You are a champion fighter. You are fed a special high protein diet to



keep you in peak condition. Before a fight you are allowed a night of passion to arouse your fighting spirit. You only live for 100 days but when you die you will be buried in your own two inch long wooden coffin. You are a sporting celebrity of the insect world - you are one of Liu Yun Jiang's fighting crickets!


Liu Yin Jiang lives in a siheyuan on Black Seasame hutong. These courtyard houses are cabinets of mysteries, open a door, open a drawer, enter another life. Away from the alley-way hum of human voices you enter a courtyard menagerie vibrant with the colours and sounds of animal lives. The cricket-trainer lives surrounded by flashing fish, squawking parrots and twitching rabbits but the heart of this animal community is the wild, un-tamed spirit of Liu Yin Jiang himself, sweeping you in with his unrestrained enthusiasm for the chosen world of his life, training fighting crickets.


There is nothing museum-like about Mr Liu. His aged handsome face is cross-crossed with as many laughter lines as there are hutong in Beijing. Yet he is a living link to a tradition and culture of cricket-fighting at least as old as the Song Dynasty. The room he takes you to is as exotic and Quixotic as his beautiful mind. He takes a wooden bat from the wall and cackles in English, 'cricket, not cricket!', with the enigmatic wisdom of a zen monk. For two hours his love of his craft pours out through his demonstration, accompanied by the constant chorus of his laughter; his face the rude , untamable mask of nature itself. In 'The Importance of Living' , Lin Yutang diagnosed the 'scamp' as the true dignity of humankind, and Liu is a treasured example of this type. Perhaps he is a descendant of Jia Shi-Dou, (1213-1275)the notorious cricket minister who dedicated his life to writing the Cu Zhi Jin, the definitive manual on cricket training, an act of dedication which cost him his job. And like any master craftsman there are mysteries of the art to be preserved. 'Where do the best fighting crickets come from?' produces a joking, vague answer about a mountainside in Shangdong province. Perhaps he is alluding to the famous Ningjin County where legend has it a Song dynasty emperor scattered his cricket collection at the foot of the sacred Mount Tai. The descendants of these crickets are said to be the world’s best fighters.

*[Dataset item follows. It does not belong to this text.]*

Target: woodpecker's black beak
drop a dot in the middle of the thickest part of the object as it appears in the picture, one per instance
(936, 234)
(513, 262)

Of course you want to see crickets fighting. Liu obliges by tickling the antennae of two of his insect gladiators until they are aroused and briefly lock in combat. Then they separate and circle each other disinterestedly. Undismayed Liu replaces them in their box homes, explaining that the fighting season is in autumn. Then there is a month of excitement including tournaments in Shanghai and Beijing. And by way of a climax here he produces two large gourds and like a demonic magician conjures out two enormous creatures, his champions for the tournaments to come. Generously he places a champion on each of your outstretched arms and you can truly appreciate them - their warrior-like, brave, valiant, and indomitable spirits, the spirit they share with their trainer himself.